The Pros and Cons of Artificially Intelligent Judges in Gymnastics

6b26936e706712f9d1ab84a83b0b7a78

In November 2017, many major news outlets reported that the Tokyo 2020 Olympics would see the debut of artificially intelligent judges, a monumental first for the sport of gymnastics and the field of artificial intelligence.

The technology, which is currently in development by Fujitsu and the Japan Gymnastics Association, will use sophisticated 3D laser sensors in order to track athletes’ movements in real time. The main idea is that it will measure the positions of an athlete’s hands and feet and match them against a dictionary of human movements so that it will be able to accurately identify the skill performed, how many twists were executed, and so on.

For the upcoming 2020 Olympics, the technology will only act as assistants to the judges, but eventually researchers hope to completely eliminate the need for human judges. There are many questions as to whether this vision will be fully realized with Fujitsu’s proposed model given the complex nature of gymnastics routines. On the other hand, there are also ethical and security-related concerns that will be difficult to overcome. Weighing the pros and cons of the technology can help us understand whether the need for artificially intelligence judges is justified.

Strange as it may seem that AI could one day replace human judges, some sports have already begun implementing technology to automate timing and scoring procedures. In the 2018 Winter Olympics, Sven Kramer won the men’s 5000 meter speed skating race over second place finisher Ted-Jan Bloemen by two hundredths of a second. During the race, to any spectator, let alone any judge watching, the two skaters appeared to finish at the same time. The naked eye could not determine who finished first. The referees needed to make use of slow motion replay videos to account for the micro difference between the skaters.

A difference like that can have profound effects on the outcome of the competition. In gymnastics, tenths, hundredths, or even thousandths of a point can drastically change an athlete’s placing in the standings. At the 2011 World Championships, Jordyn Wieber won the all-around gold over Viktoria Komova by 0.032, an amount that can’t even be described as a quantifiable deduction. Had they been judged by another set of judges, the outcome would not necessarily be the same. This is one of the many issues that Fujitsu’s new AI technology aims to solve. In practice, though, how effective will this kind of technology be?

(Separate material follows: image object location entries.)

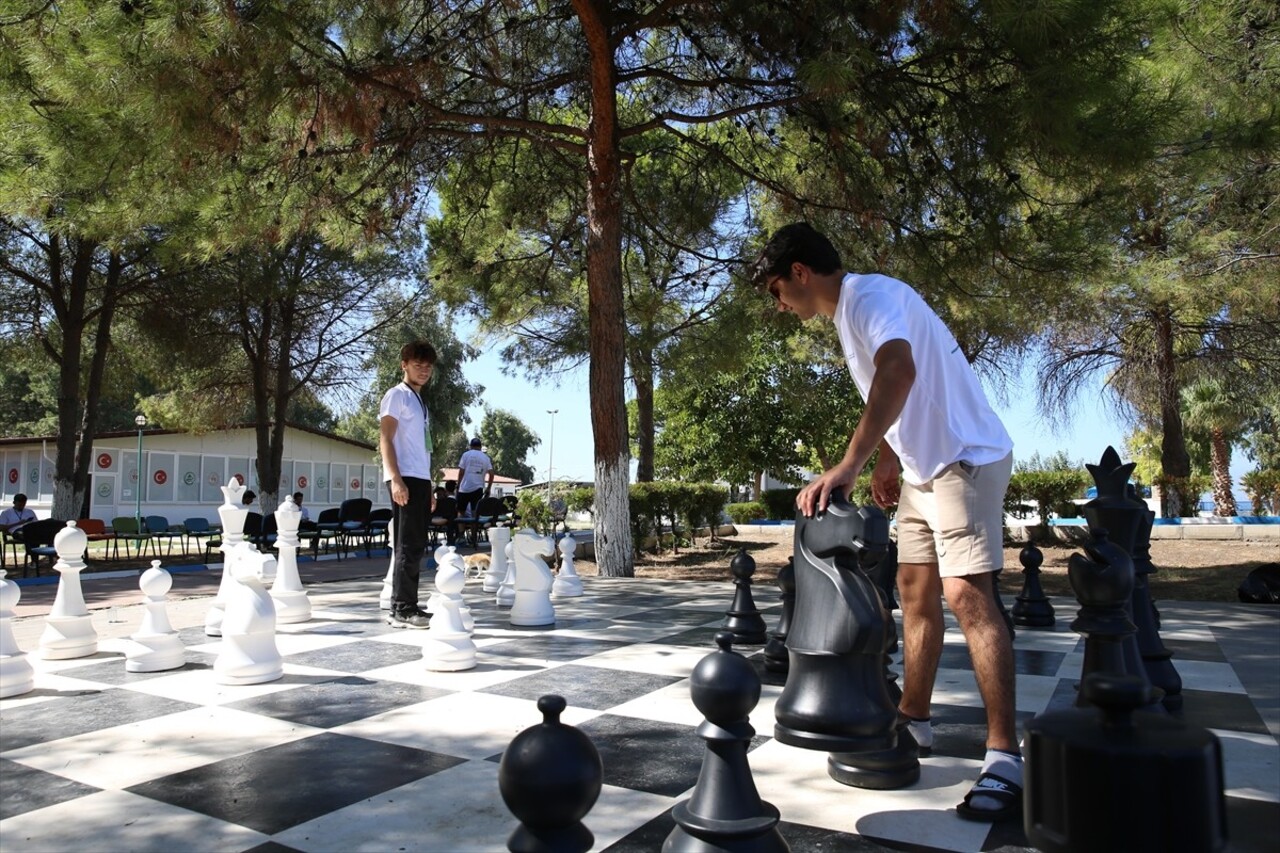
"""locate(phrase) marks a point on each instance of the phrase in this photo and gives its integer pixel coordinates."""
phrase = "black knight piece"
(725, 811)
(1032, 609)
(549, 776)
(776, 649)
(744, 619)
(836, 698)
(1114, 780)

Sophisticated movement tracking capabilities will result in more accurate results, particularly when determining the execution score. Scoring the gymnast’s execution is where the AI technology will be most helpful, since many gymnastics skills are performed at a high speed, so a judge may misperceive deductions or miss them entirely. For example, the Code of Points differentiates between a step on a landing that is shoulder width apart, resulting in a 0.3 deduction, or 0.1 if it is a narrower step. That 0.2 difference can change whether a gymnast finishes on the podium or qualifies for a major competition. This is part of the reason why judging panels have multiple judges. Cumulatively, all of the judges can try to account for all deductions, but Fujitsu’s technology may simultaneously eliminate the judging panel altogether and be able to provide a more accurate score.

Introducing AI into gymnastics judging may also alleviate the issue of bias. There are rules already in place that attempt to prevent obvious biases. Judging panels are composed of judges from multiple nations, for example, and if one judge’s score is drastically different from the others, the head judge can advise the deviating judge to change their score.

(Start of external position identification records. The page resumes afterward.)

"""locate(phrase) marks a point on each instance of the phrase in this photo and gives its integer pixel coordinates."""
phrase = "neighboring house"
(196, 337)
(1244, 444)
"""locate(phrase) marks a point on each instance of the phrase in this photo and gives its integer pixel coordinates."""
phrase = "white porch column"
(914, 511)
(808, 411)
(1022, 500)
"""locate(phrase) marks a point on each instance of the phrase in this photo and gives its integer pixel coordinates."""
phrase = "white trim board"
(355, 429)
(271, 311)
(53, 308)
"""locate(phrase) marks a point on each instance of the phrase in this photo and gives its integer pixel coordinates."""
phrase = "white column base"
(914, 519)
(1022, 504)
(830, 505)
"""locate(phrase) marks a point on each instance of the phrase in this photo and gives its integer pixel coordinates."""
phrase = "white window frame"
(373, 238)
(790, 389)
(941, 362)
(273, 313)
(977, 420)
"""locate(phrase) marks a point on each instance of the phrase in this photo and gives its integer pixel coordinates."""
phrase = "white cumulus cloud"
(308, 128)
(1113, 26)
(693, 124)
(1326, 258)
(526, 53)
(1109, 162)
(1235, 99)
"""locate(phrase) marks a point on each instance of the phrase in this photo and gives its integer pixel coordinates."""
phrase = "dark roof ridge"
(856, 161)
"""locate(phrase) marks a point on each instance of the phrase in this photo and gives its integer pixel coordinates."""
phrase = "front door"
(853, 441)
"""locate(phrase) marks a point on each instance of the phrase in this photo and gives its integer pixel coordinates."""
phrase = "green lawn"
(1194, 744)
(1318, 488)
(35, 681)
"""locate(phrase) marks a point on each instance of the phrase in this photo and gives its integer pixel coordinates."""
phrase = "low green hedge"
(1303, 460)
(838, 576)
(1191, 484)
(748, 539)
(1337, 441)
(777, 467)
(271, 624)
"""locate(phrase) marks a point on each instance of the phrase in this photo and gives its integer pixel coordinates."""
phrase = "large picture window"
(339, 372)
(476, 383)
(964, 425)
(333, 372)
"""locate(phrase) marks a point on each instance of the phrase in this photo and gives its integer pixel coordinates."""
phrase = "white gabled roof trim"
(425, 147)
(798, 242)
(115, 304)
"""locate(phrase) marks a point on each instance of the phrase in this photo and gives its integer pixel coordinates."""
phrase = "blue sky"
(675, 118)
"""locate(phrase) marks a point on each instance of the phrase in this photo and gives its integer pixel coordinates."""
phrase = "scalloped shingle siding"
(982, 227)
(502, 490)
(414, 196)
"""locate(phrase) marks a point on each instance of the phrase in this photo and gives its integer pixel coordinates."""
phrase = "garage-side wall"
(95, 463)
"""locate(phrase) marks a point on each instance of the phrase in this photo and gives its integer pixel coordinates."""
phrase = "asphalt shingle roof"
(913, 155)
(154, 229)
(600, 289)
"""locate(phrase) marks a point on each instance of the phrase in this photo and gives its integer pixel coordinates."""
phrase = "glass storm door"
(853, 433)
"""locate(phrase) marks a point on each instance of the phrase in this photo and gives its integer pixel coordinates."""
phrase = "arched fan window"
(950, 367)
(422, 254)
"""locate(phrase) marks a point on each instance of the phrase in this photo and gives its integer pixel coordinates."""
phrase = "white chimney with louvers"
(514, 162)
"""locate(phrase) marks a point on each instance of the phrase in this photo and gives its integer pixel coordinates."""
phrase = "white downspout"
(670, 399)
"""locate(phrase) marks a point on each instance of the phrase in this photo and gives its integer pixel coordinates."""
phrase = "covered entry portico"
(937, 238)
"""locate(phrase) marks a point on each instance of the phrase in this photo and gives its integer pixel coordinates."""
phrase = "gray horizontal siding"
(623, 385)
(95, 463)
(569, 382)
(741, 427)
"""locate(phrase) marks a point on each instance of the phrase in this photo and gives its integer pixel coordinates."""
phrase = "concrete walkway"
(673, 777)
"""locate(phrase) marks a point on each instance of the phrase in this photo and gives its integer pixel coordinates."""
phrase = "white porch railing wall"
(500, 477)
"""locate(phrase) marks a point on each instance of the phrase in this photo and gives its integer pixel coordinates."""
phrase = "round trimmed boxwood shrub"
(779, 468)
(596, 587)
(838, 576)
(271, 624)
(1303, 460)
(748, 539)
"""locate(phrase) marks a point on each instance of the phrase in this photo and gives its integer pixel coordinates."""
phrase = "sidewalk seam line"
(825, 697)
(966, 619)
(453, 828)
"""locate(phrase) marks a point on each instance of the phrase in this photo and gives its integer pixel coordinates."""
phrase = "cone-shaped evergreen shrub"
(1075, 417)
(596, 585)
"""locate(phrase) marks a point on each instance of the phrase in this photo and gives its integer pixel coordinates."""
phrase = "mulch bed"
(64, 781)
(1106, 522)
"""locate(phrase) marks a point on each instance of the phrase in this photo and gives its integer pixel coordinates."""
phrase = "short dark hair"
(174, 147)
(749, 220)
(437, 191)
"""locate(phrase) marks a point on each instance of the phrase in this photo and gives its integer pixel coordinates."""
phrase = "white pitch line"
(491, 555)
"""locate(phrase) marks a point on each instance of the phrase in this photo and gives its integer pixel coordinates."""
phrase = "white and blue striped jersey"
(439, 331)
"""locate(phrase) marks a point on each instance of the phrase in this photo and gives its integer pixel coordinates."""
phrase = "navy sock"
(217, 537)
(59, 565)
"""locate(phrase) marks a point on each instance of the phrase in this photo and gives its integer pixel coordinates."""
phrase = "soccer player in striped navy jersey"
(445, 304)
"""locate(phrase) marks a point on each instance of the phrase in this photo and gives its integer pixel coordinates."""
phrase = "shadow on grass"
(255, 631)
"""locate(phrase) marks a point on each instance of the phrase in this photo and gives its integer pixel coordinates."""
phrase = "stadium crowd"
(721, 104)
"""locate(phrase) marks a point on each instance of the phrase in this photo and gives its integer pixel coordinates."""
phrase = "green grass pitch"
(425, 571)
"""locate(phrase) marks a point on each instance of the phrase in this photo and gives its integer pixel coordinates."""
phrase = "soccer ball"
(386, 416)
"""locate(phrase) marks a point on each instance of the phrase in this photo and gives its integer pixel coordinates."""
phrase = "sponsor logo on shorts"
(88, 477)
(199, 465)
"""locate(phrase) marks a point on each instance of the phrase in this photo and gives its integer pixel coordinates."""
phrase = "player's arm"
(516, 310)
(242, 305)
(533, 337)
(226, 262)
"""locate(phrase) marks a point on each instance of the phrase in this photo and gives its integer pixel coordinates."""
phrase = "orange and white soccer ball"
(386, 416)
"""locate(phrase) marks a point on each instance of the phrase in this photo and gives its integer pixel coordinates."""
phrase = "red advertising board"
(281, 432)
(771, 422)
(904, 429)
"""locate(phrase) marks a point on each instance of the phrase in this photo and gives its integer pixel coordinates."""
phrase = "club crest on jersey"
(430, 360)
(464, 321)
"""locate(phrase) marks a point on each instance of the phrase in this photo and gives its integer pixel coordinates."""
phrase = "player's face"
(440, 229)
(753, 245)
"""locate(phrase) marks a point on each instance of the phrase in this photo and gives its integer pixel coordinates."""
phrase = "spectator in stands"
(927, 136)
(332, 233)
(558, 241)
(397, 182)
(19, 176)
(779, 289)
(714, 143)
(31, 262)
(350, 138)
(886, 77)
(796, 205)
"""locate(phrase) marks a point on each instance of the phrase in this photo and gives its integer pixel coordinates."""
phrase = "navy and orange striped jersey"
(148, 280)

Subtle biases can still go undetected, however, particularly when a judge is scoring a routine of an athlete from their own nation. Taking results from the 2008 Beijing Olympics, Andrew Duong, a Berkeley university student, performed a statistical analysis of the scores and compared them against judges’ nationalities. He found that there were positive biases when a judge scored an athlete of the same nation, which was evident through higher scores. Conversely, some judges had negative biases towards out-group nations, resulting in lower scores.

Whether these biases were conscious or not, they have adverse effects on competitions. The difference in scores between one judge and the others might be too small to call out as a bias, so it will have an effect on the score, putting athletes at an unfair advantage or disadvantage.

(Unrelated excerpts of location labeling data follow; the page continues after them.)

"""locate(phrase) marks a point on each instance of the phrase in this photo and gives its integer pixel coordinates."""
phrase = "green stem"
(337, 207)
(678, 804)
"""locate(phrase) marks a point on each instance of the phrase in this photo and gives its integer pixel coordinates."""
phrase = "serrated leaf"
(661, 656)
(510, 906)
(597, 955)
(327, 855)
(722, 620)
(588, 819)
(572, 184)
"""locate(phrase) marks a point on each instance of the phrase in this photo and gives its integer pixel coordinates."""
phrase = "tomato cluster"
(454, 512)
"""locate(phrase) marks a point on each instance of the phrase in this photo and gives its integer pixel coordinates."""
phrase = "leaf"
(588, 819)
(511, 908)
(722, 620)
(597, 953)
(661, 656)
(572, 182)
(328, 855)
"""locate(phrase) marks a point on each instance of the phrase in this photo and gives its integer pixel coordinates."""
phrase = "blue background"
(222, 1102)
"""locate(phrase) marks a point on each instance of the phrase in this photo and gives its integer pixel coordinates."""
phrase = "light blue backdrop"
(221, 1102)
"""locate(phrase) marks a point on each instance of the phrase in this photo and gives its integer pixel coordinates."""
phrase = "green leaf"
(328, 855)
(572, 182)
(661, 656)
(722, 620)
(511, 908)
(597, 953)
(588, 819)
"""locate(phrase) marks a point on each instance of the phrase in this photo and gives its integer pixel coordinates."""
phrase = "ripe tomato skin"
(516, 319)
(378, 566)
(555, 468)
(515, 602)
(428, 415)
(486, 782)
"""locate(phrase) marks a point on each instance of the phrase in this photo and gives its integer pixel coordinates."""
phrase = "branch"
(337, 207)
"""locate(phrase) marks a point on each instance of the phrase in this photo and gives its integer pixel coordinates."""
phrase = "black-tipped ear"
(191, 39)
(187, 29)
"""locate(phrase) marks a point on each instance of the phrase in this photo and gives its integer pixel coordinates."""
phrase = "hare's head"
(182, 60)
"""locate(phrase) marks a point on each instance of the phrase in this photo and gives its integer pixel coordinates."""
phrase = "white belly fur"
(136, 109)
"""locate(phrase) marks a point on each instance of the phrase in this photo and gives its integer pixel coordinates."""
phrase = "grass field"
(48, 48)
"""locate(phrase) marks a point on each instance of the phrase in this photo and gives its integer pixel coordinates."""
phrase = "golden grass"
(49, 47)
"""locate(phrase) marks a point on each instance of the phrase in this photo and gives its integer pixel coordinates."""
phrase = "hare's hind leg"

This issue may also skew athletes’ idea of the quality of their routines. If an athlete competed a routine at two different competitions with similar mistakes, the scores may differ simply because of their geographical location. In theory, Fujitsu’s technology will solve this problem by guaranteeing that routines will be scored in the same manner at all competitions.

Furthermore, it may mitigate the issue of fatigue. The task of judging accurately can be demanding; they must track multiple features at once, usually at a high speed, which depletes cognitive resources. With multiple flights of a competition occurring per day, and each competition lasting two or three hours, judges often work from early in the morning to late in the evening. As the day goes on, it becomes increasingly difficult to maintain the same quality of scoring. One way to fix this issue would be to rotate the panels of judges throughout the day. However, differences in scores may still exist because the new set of judges, for example, may have a different style of judging. Having the same algorithm executed for each athlete should eliminate these disparities.

In a perfect world, this is exactly how an algorithm would perform: execute a sequence of actions in an unbiased manner. The problem is that the chosen sequence is developed by a technical expert and potentially other stakeholders, who will have their own biases. Those biases will be transferred to the algorithm.

How transparent will these algorithms be? Even if athletes and coaches have a general understanding of how scores are being calculated, it will be difficult to recognize and call out biases. Trust falls to the developers to ensure that the algorithm scores athletes fairly. Athletes might also want to know how they can improve – can they learn how if algorithms are not transparent?

Although introducing AI may solve the issues of inconsistent judging, in reality, gymnastics is an unpredictable sport. For example, a gymnast may make a mistake and cover it up by performing a different skill. At the 2017 U.S. Championships, Jordan Chiles intended to perform a double wolf turn, but she lost her balance after the first turn and ended up spinning into a standing triple spin. After her routine ended, the judges took extra time to decide how the turns should be credited in her difficulty score.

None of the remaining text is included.